Understanding the difference between food allergies and intolerances

Understanding the difference between food allergies and intolerances


food allergy



Regarding food sensitivities, “allergy” and “intolerance” are often used interchangeably. However, they are not the same thing, and it’s essential to understand the difference. Food allergies are severe medical conditions that can cause life-threatening reactions. In contrast, food intolerances are generally less severe and can cause uncomfortable symptoms such as bloating, gas, and diarrhea. This article will explore the differences between food allergies, intolerances, joint symptoms, and treatment options.

What is a food allergy?

A food allergy is an immune system response to a specific food protein. When a person with a food allergy eats the offending food, their body releases histamine and other chemicals, causing symptoms such as hives, itching, swelling, and difficulty breathing. In severe cases, a food allergy can cause anaphylaxis, a life-threatening reaction that can cause the airways to constrict and lead to shock. 의정부왁싱 

Common food allergens include peanuts, tree nuts, fish, shellfish, milk, eggs, wheat, and soy. These foods can cause an allergic reaction in even a tiny amount, and even trace amounts can cause a reaction in some individuals.

What is food intolerance?

A food intolerance is a digestive system response to a specific food or ingredient. Unlike a food allergy, food intolerance does not involve the immune system. Instead, it occurs when the body cannot properly digest or absorb a particular food or ingredient. Specific food intolerances include lactose intolerance (inability to digest the sugar in milk), gluten intolerance (inability to digest the protein in wheat, barley, and rye), and FODMAP intolerance (inability to digest certain types of carbohydrates found in certain fruits, vegetables, and grains).

Symptoms of food intolerance can include bloating, gas, diarrhea, and stomach cramps.

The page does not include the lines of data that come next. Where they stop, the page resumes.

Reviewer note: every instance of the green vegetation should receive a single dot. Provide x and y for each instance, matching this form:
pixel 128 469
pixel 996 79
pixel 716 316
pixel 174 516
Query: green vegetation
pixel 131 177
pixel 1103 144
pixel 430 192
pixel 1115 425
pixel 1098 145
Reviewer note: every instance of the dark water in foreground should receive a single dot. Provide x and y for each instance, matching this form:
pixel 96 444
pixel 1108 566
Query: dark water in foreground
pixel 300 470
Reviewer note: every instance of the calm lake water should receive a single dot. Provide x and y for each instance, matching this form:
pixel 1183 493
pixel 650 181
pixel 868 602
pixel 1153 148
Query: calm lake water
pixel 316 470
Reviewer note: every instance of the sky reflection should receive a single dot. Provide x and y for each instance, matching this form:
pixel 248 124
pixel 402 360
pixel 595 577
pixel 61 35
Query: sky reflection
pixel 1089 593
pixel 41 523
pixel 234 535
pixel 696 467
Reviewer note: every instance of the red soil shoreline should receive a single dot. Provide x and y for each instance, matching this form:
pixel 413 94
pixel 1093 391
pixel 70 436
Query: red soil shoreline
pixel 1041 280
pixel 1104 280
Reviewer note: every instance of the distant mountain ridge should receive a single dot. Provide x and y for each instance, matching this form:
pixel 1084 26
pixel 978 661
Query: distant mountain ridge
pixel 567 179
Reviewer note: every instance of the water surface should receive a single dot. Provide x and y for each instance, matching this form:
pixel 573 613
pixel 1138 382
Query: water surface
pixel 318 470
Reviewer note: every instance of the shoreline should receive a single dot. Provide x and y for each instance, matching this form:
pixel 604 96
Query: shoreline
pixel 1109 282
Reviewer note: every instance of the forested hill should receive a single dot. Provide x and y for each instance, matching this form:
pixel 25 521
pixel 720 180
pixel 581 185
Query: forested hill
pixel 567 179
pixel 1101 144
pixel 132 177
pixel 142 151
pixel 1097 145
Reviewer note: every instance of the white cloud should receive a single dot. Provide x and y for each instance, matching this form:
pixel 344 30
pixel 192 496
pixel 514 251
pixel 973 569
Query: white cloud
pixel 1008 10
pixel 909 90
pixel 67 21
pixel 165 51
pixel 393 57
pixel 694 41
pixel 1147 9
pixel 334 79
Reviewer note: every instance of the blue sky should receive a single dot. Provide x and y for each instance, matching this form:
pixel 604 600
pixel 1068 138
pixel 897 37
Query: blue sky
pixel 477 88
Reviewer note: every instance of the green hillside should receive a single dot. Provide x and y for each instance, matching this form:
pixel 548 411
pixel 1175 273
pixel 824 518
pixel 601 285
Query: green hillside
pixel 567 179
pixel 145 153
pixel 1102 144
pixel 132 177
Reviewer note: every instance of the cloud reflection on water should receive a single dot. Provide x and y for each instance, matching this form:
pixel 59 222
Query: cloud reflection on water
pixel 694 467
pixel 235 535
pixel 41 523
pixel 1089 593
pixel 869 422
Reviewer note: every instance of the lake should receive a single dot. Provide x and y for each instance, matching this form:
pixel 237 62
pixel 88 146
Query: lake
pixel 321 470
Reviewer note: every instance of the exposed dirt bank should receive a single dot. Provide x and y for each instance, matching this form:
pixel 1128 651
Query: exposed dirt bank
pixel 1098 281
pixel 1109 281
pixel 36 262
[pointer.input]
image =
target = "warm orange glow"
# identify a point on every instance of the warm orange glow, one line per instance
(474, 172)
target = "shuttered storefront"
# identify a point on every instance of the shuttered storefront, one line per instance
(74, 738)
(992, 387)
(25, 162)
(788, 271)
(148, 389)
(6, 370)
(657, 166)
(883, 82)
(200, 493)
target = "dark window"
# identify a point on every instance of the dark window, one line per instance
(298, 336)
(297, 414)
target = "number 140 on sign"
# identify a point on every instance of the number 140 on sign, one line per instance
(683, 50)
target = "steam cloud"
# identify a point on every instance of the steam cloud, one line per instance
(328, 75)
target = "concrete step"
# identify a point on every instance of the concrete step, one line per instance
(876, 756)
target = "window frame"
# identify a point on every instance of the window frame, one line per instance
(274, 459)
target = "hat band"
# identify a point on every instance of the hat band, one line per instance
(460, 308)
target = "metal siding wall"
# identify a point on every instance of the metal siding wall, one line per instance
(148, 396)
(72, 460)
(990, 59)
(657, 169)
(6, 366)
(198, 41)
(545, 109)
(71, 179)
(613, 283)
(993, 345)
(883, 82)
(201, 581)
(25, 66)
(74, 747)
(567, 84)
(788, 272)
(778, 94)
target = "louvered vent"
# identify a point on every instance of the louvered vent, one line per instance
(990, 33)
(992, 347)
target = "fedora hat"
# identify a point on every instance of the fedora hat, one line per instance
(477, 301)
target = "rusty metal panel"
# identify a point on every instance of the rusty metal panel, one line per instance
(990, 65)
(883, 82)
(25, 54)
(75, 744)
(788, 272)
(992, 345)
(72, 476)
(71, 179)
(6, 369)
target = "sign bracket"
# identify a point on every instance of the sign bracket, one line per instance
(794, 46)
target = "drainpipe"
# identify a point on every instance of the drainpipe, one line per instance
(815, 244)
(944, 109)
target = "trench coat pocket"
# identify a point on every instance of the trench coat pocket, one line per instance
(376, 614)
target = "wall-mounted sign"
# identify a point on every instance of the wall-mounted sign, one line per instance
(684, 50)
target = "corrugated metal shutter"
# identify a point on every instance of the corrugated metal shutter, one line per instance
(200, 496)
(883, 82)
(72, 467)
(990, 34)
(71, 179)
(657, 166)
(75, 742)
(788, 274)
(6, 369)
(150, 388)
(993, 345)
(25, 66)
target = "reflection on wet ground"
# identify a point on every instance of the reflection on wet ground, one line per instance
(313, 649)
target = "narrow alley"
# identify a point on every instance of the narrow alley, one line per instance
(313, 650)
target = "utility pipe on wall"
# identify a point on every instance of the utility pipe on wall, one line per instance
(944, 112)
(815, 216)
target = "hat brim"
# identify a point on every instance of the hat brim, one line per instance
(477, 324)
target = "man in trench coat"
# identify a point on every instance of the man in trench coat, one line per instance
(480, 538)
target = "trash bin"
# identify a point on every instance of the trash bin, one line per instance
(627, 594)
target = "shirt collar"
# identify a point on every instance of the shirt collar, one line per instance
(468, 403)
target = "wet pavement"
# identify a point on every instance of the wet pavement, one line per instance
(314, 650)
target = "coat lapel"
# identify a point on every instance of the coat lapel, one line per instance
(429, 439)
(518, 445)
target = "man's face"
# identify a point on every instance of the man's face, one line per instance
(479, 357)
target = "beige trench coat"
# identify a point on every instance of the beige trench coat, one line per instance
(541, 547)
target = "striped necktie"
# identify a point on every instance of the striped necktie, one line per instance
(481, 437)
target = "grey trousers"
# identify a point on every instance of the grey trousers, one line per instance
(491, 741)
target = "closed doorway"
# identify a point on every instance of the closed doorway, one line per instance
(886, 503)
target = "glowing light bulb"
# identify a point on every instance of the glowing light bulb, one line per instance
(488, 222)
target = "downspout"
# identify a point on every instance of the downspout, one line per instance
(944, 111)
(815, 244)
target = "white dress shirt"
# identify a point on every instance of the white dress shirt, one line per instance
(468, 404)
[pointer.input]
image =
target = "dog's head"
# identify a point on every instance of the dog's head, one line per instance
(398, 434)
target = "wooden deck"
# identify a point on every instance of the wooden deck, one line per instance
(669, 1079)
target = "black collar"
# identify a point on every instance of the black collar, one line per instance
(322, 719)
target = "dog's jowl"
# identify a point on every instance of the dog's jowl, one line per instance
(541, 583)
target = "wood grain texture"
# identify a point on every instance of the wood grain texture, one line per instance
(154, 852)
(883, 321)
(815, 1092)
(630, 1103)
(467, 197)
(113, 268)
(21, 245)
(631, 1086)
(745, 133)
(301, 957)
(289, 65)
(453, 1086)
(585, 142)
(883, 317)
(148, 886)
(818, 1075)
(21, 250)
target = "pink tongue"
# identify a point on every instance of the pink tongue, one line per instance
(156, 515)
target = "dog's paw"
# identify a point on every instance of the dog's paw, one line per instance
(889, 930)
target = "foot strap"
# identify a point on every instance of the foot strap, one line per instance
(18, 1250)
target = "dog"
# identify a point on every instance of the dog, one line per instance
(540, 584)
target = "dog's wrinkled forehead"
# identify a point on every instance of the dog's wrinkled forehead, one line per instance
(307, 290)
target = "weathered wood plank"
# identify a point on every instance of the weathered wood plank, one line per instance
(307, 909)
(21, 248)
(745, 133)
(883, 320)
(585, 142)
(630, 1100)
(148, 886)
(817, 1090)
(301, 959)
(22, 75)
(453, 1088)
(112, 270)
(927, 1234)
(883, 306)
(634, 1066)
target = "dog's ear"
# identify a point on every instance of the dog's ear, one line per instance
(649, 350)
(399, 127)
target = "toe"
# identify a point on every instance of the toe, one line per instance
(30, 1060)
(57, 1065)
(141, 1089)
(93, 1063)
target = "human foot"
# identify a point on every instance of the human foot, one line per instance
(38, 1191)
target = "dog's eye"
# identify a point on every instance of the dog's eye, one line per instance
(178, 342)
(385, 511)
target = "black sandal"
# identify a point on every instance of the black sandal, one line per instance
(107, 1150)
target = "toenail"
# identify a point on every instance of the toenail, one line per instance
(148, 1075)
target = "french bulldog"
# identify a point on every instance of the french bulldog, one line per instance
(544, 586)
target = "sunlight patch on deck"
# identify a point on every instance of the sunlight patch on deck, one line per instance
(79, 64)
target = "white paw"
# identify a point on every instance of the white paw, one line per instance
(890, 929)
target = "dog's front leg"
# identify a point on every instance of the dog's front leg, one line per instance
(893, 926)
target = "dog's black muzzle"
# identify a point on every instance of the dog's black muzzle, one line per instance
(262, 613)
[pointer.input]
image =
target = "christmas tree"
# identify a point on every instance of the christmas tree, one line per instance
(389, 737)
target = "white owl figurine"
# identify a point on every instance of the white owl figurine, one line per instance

These symptoms can occur within a few hours of eating the offending food but are generally less severe than those of a food allergy.

Diagnosis and treatment

Diagnosis of a food allergy or intolerance can be tricky, as symptoms can be similar and may be caused by other conditions. An allergist or immunologist can perform a skin prick or blood test to determine if a person has a food allergy. A doctor may recommend a food-elimination diet or a hydrogen breath test for food intolerance.

Treatment for a food allergy involves strictly avoiding the allergen and carrying an epinephrine auto-injector (such as an EpiPen) in case of a severe reaction. Treatment for food intolerance involves avoiding the offending food or ingredient. In some cases, a person may tolerate small amounts of the food after a period of avoidance, or they may be able to consume the food in a cooked or processed form.


Understanding the difference between a food allergy and intolerance is essential, as they require different treatment approaches. If you suspect that you or a loved one has a food allergy or intolerance, you must see an allergist or doctor for proper diagnosis and treatment. With correct management and adjustments, people with food allergies or intolerances can still enjoy various foods and live healthy lives.